Colombians took to the polls this weekend and elected a right-wing opposition candidate backed by former President Álvaro Uribe, but not by enough to prevent a run-off vote. Óscar Iván Zuluaga will once again face President Juan Manuel Santos on June 15, with two more weeks for controversy to stew.

Zuluaga, a right-wing candidate who has attacked President Santos for attempting peace talks with the Revolutionary Armed Forces of Colombia (FARC), a 50-year-old terrorist group, defeated Santos by almost 500,000 votes Sunday. Candidates must win the general election by 50% plus one vote to prevent a runoff between the top two candidates, however, which Zuluaga did not achieve. Zuluaga received 29.25% of the vote, with Santos receiving 25.69%. 

Conservative Party candidate Marta Lucía Ramírez received 15.52%, placing her in third place, while the bottom two presidential candidates were on the left: Democratic Alternative candidate Clara López with 15.25% and Enrique Peñalosa, Green Aliance candidate, with 8.3% of the vote. Their voters will now become the target audience for Zuluaga and Santos as they head to a run-off.

Both frontrunner presidential candidates have faced controversies during the course of the election cycle. The discovery of a hacker stealing confidential communications from the FARC peace talks led directly to the online publication of a video in which Zuluaga and his campaign staff can be seen and heard discussing campaign work with the hacker. Santos, meanwhile, has been under constant verbal assault from his predecessor. Uribe, who endorsed Zuluaga, despite both candidates having served in his cabinet, accused Santos of funding his 2012 presidential campaign with drug money. The allegations stemmed from an unverified claim that Santos’ campaign manager, famed Venezuelan political strategist Juan José Rendón, received $12 million from a drug lord to help negotiate the least-painful means of surrender to the United States government. Rendón resigned from his position on the campaign, a move Santos called “gallant,” and Venezuela–where Rendón’s conservative politics are anathema–began proceedings to extradite him over the claim.

With the defeat of the FARC the biggest issue of the campaign, Uribe has become a towering figure in the campaign, and many credit his support of Zuluaga with his impressive election results.
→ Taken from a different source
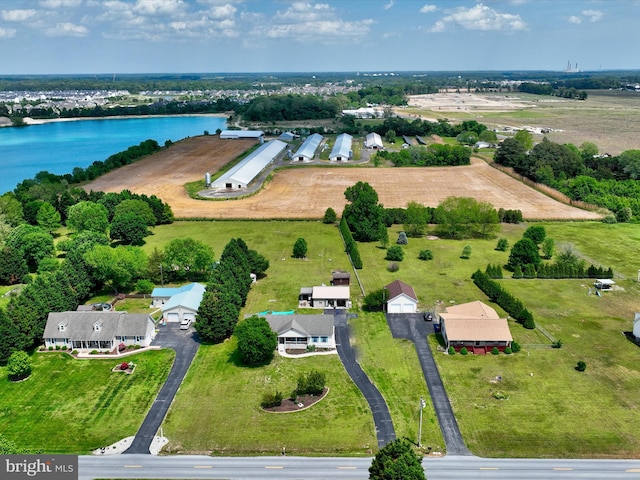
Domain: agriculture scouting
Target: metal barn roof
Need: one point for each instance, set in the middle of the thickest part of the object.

Uribe, along with U.S. Special Forces CIA under the Bush administration, is credited with bringing American counterterrorism strategies to Colombia and crippling the terror group to the point that most FARC leaders have fled to Cuba, a U.S.-designated State Sponsor of Terrorism that has for decades harbored FARC members.

Sixty percent of Colombian voters abstained from voting during this round of elections, which adds to the pool of voters attracted to other candidates a significant population that must be persuaded to vote at all. Colombians return to the polls on June 15.